Why Every TV Network Owner Is Smiling Today

Time Warner Cable's loss of 306,000 video subscribers as a result of its blacking out CBS for the better part of August proves that the fight against programming-fee increases is futile. The situation is best summed up with a line from Goodfellas: Fuck you, pay me.

Every television network owner is looking at Time Warner Cable's earnings results today and salivating over the next round of distribution-fee negotiations.

That's because Time Warner Cable, the nation's second-largest cable TV distributor and fourth-largest pay-TV distributor overall, lost 306,000 video subscribers in the third quarter, primarily as a result of its decision to black out CBS for the better part of August. The 306,000-subscriber loss was a staggering 123,000 more than consensus analyst estimates.

Even more damning, the company ended up losing 24,000 internet subscribers in the quarter, while analysts were expecting it to add more than 46,000. While cable companies have been losing video subscribers regularly over the last few quarters, internet subscribers have typically grown.

On a conference call with analysts, Time Warner Cable Chief Operating Officer Rob Marcus described the subscriber losses euphemistically as "elevated customer disconnects," and said they were "worse than expected" and "bled over into [broadband] and voice."

All this points to a slight tweak on the frequently uttered cliche that "content is king." Updated for the 21st century, a more appropriate slogan might be that "content is king given the plethora of new ways technology allows us to access it that bypass traditional pay-TV distribution."

Admittedly, that's a little wordy and not at all catchy. But still, the point remains: Consumers no longer need cable or satellite TV providers to access video content, and the more distributors try to fight back against large programming-fee increases from content owners, the more likely they are to lose. Badly.

"Every cable operator now goes to the table knowing that CBS not only won the war, but left Time Warner Cable badly damaged even for having fought the fight," analyst Craig Moffett wrote in a research note cited in an AdAge report. "If you thought the scales were tipping in programmers' favor before, now you know that it is worse than you imagined."

Programming costs are the single biggest expense for pay-TV operators, and they have been aggressively trying to push back against ever-rising fee increases through the only method at their disposal: blackouts. According to a Reuters report in September, so far this year TV networks have been blacked out in 80 markets.

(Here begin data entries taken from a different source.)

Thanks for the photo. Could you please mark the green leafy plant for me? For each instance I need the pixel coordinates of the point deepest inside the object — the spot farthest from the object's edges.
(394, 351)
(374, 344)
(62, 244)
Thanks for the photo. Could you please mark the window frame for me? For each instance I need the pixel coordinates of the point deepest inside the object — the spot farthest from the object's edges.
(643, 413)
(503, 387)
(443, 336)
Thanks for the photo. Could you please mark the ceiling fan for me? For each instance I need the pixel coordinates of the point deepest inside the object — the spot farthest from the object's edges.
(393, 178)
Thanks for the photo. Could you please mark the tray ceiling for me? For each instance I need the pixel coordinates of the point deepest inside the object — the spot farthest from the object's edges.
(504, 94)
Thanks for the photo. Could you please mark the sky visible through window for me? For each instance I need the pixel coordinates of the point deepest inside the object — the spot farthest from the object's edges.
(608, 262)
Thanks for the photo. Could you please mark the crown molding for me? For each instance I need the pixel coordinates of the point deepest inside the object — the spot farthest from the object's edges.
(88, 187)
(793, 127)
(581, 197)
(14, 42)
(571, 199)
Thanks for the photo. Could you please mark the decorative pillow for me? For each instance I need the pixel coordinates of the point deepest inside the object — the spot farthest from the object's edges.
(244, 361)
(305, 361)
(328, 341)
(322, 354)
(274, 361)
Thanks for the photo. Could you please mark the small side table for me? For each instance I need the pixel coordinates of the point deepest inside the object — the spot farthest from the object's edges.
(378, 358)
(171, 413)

Only problem is, the efforts are largely futile. The programmers always win. Since they can withstand more pain than the distributor, in the end programmers typically get the fee increases they were seeking and all the distributor gets is bad press. Indeed, despite being blacked out by Time Warner Cable in New York and Los Angeles, the nation's two largest television markets, as well as Dallas, CBS still ranked as the top-rated network overall and in the 18- to 49-year-old demographic during the first week of the dispute.

Of course, not every TV network is created equally. Broadcast networks, for the most part, still have more reach and power than cable TV networks, and as the top-rated broadcast network, CBS stands atop the linear television kingdom. While DirecTV experienced some video subscriber losses last year when it blacked out MTV, Comedy Central, and other Viacom channels for 10 days, it wasn't nearly as bad as what Time Warner Cable experienced. Same goes for DISH's blackout of AMC last summer. One can reasonably assume that if Time Warner Cable blacked out, say, Discovery instead of CBS, the subscriber losses wouldn't have been so bad.

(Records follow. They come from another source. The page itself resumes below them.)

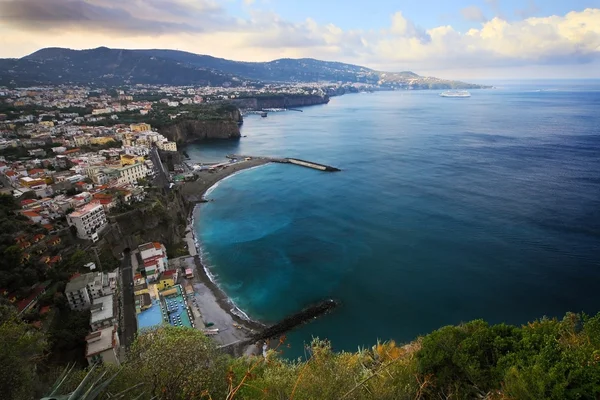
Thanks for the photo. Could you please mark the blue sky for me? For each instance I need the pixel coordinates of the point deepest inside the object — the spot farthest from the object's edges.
(374, 14)
(465, 39)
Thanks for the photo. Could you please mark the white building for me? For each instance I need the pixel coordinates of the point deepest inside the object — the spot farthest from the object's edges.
(103, 346)
(154, 259)
(103, 313)
(88, 220)
(167, 146)
(77, 294)
(131, 173)
(82, 291)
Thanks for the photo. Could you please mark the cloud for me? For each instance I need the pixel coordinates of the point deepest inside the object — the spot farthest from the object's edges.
(528, 11)
(203, 26)
(473, 13)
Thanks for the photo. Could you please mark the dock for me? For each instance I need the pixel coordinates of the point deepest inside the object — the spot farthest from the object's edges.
(295, 161)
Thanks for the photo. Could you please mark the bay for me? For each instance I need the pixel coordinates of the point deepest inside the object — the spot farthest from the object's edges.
(445, 210)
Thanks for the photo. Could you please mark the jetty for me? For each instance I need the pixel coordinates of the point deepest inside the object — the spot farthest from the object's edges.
(295, 161)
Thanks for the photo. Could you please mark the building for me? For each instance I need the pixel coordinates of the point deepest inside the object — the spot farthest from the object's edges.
(103, 346)
(167, 279)
(130, 159)
(88, 220)
(142, 302)
(132, 173)
(77, 294)
(167, 146)
(154, 259)
(142, 127)
(82, 290)
(103, 313)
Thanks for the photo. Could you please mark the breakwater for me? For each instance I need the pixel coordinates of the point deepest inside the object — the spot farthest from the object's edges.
(295, 320)
(295, 161)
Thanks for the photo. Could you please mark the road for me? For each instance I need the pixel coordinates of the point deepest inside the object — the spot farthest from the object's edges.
(161, 178)
(129, 319)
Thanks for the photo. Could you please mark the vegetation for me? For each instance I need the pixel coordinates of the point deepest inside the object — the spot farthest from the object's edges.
(21, 348)
(545, 359)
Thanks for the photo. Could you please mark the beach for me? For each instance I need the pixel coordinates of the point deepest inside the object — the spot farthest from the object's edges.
(212, 305)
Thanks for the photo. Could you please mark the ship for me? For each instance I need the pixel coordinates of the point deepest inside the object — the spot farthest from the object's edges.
(455, 93)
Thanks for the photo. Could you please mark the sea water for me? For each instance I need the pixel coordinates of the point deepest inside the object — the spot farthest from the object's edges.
(446, 210)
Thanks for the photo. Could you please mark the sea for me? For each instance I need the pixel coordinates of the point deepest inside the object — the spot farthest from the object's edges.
(446, 210)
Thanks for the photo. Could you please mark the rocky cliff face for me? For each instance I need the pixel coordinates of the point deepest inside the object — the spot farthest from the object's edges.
(191, 130)
(258, 103)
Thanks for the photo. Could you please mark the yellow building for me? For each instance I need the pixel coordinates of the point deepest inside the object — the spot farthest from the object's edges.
(166, 280)
(141, 127)
(140, 289)
(101, 140)
(129, 159)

But they still would have occurred.

Increasingly, consumers are realizing that if they aren't getting the programming they want from their pay-TV distributor, they will switch to another one — or another method altogether. Netflix, Hulu Plus, Amazon, Aereo, YouTube, game consoles like Sony's Playstation, and over-the-top devices like Roku and Google TV all provide not just distribution alternatives for consumers, but also contract-negotiation leverage for programmers. If TV networks owners don't get the fee increases they want from traditional pay-TV distributors, they can just turn around and sell their programming to any one of these guys. And the old argument that consumers aren't going to wait to see the programming they want is proving less and less true, as DVR playback and binge-watching and the general craziness of daily life makes sports and other live-event programming the only type of content people need to watch immediately.

Small wonder, then, that despite frequent public pronouncements from pay-TV distribution executives that cord-cutting isn't real, the industry during this year's first quarter experienced its largest year-over-year decline.

So, from the TV-network owner's perspective, the takeaway from Time Warner Cable's earnings and the outcome of its fight with CBS can be summed up, accurately if crudely, with a line from Goodfellas: Fuck you, pay me.